Perhaps as penance, Taylor has been a main source for most of the media coverage of municipal finance corruption, currently the subject of a federal probe, and his candor has been hailed by his former colleagues in financial regulation, oh wait not really.Yesterday after the Bloomberg story broke Dow Jones called Taylor to follow up.
[Taylor] said he had just gotten off the phone with someone who told him, “Stop talking. You’re smearing the whole industry.” The caller, he said, was a former MSRB chairman, whom he wouldn’t identify.
That’s right, Taylor is smearing the industry! (As opposed to a decade of corrupt practices that have sent numerous bankers and public officials to prison and sullied the careers of politicians as prominent as New Mexico Governor Bill Richardson.)

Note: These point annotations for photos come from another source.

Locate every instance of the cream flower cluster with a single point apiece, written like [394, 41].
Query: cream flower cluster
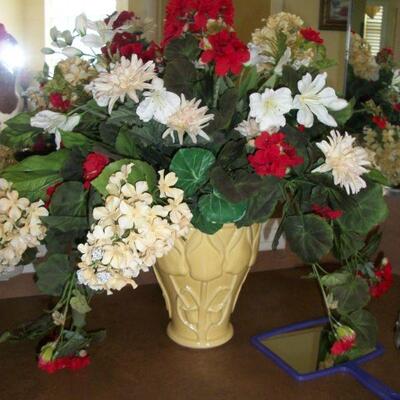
[126, 78]
[363, 62]
[265, 46]
[75, 70]
[131, 231]
[20, 225]
[386, 149]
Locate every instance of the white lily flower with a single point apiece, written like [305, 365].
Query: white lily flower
[346, 161]
[158, 103]
[53, 122]
[316, 99]
[270, 107]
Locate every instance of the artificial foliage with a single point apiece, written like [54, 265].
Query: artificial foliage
[128, 147]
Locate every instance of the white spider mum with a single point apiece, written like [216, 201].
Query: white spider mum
[346, 161]
[125, 79]
[316, 99]
[189, 118]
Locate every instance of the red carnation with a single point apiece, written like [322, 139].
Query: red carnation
[227, 51]
[93, 166]
[73, 363]
[58, 103]
[343, 345]
[384, 279]
[193, 15]
[326, 212]
[380, 122]
[273, 155]
[312, 35]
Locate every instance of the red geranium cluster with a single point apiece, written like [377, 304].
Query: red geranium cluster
[73, 363]
[93, 166]
[383, 281]
[192, 15]
[312, 35]
[326, 212]
[126, 44]
[227, 51]
[59, 103]
[380, 122]
[273, 155]
[343, 345]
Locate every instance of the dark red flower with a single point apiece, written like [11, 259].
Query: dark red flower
[343, 345]
[311, 35]
[193, 15]
[73, 363]
[273, 155]
[58, 103]
[93, 166]
[123, 17]
[326, 212]
[383, 281]
[380, 122]
[50, 192]
[227, 51]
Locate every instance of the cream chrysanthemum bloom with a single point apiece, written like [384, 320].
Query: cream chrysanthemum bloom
[189, 118]
[125, 79]
[346, 161]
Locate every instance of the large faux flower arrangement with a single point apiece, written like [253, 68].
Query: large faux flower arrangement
[233, 137]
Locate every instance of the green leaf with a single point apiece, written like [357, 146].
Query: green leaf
[352, 295]
[262, 205]
[141, 171]
[218, 210]
[72, 139]
[125, 144]
[237, 186]
[192, 166]
[365, 210]
[66, 223]
[69, 200]
[336, 278]
[366, 328]
[79, 303]
[53, 273]
[309, 236]
[33, 175]
[199, 221]
[180, 75]
[188, 47]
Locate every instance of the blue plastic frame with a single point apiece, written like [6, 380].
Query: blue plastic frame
[351, 367]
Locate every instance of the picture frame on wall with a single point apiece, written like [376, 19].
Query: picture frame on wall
[333, 14]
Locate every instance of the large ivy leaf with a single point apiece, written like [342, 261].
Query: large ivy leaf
[263, 204]
[141, 171]
[53, 273]
[309, 236]
[366, 328]
[219, 210]
[192, 166]
[352, 295]
[235, 187]
[365, 210]
[188, 47]
[34, 174]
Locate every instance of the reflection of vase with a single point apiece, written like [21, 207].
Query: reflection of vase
[201, 278]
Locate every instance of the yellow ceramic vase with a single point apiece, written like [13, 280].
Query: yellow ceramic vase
[201, 278]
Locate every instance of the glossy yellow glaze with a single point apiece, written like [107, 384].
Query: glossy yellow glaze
[201, 278]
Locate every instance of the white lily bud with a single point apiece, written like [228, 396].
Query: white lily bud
[81, 24]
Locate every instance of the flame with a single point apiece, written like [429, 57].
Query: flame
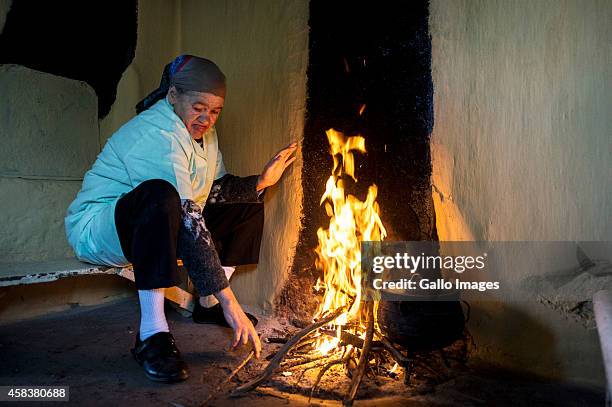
[338, 251]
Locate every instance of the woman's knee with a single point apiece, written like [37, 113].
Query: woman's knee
[161, 197]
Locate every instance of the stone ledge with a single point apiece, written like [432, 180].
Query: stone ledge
[12, 274]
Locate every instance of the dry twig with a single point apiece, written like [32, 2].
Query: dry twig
[364, 358]
[219, 388]
[275, 362]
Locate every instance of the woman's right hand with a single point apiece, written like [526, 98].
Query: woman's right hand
[244, 331]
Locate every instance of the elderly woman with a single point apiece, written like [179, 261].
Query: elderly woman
[156, 192]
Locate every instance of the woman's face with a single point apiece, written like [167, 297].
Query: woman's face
[199, 111]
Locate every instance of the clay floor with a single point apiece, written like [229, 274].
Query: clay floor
[87, 348]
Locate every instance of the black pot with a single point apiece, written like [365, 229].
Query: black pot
[421, 325]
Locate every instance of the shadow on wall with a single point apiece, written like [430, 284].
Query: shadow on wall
[63, 39]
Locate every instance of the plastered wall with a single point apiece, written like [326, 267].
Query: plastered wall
[262, 47]
[49, 134]
[158, 43]
[521, 151]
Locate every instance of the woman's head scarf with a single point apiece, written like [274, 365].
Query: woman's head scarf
[187, 73]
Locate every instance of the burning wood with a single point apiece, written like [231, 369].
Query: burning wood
[345, 331]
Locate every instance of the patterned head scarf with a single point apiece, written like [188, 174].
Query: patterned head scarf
[187, 73]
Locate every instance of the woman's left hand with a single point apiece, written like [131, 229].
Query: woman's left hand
[276, 166]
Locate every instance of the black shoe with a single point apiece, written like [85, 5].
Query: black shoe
[160, 358]
[214, 315]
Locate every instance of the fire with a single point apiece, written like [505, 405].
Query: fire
[338, 251]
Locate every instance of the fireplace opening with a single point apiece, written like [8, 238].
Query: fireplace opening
[370, 91]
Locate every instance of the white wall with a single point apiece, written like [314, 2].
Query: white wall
[522, 147]
[49, 135]
[158, 43]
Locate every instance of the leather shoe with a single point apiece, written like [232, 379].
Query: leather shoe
[214, 315]
[160, 358]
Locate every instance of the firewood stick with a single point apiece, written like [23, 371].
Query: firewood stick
[325, 368]
[364, 358]
[395, 354]
[219, 388]
[275, 362]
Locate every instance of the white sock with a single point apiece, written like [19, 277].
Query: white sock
[210, 300]
[152, 317]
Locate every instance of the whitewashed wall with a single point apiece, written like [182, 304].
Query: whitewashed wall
[522, 147]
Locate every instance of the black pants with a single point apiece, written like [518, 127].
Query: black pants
[148, 221]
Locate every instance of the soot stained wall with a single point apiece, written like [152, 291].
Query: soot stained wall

But Taylor doesn’t blame his old pal; he thinks the problem is “systemic”, as they say:
Formed in 1975, the MSRB has 15 members, but its board is dominated by the banking industry and securities dealers, which account for 10. The other five are public members, one of whom is supposed to represent issuers, one investors and three of whom are non-affiliated.
Taylor said he also ran into difficulties with the board because of his insistence that public members have no connections with the municipal industry and never made money from the industry. The public members, he said, were supposed to be “the conscience” of the board, but one now is a former member of a bond insurance firm, “and bond insurers weren’t representing investors.”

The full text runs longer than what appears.